Chapter 5, ironically, delves from what might seem the extreme high end of the programming spectrum--using a language to implement another language--to what might seem the low end of that same spectrum, namely creating processes built around the concept of having a certain number of registers, a handful of simple instructions, and a stack. Section 1 covers the simulation of an arbitrary register machine.
Section 2 describes the explicit-control evaluator. This differs from the evaluator of chapter 4 in that rather than being written metacircularly (that is, rather than being a Scheme evaluator written in Scheme) it is written in the language of the simulated register machine. Issues such as sequence evaluation and tail recursion optimization are covered, as are the handling of special forms, such as conditionals. A sample run of the evaluator is discussed, and then the issue of internal definitions is touched upon.
Section 3 discusses the compilation of Scheme programs for the simulated register machine. Compiling expressions, compiler data structures, code generation, interfacing to the evaluator, and lexical addressing are all presented in some depth.
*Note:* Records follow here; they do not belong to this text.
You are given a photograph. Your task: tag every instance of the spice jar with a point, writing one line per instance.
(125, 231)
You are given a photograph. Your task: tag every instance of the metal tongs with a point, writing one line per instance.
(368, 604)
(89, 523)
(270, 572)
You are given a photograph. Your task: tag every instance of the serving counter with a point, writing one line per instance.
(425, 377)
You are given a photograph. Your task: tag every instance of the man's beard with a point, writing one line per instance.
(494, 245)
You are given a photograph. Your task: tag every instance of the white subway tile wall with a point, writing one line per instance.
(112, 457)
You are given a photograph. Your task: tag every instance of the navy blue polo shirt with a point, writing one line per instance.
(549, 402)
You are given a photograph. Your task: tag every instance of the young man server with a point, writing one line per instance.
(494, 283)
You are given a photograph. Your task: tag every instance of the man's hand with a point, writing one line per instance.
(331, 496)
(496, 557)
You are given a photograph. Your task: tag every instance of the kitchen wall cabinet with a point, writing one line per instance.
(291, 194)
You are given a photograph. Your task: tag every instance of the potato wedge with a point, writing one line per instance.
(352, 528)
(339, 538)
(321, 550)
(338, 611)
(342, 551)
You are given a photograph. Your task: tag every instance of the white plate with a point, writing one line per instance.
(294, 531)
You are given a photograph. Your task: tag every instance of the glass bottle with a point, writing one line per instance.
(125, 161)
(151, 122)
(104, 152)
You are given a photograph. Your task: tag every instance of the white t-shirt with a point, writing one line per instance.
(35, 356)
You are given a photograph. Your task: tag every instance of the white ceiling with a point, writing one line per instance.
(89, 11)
Finally, Section 4 reveals some of the secrets of Lisps dynamic memory management, discussing how memory is allocated and how unused memory is automagically returned to the heap for later reuse.
The scope of Structure and Interpretation of Computer Programs may seem a bit daunting at first, but with a real Scheme such as Scheme Express in front of you, the secrets within this text come tumbling out at a sometimes alarming rate, and there is a great deal of pleasure to be had from mastering some aspect of programming that had eluded you before (at least, that has been my experience).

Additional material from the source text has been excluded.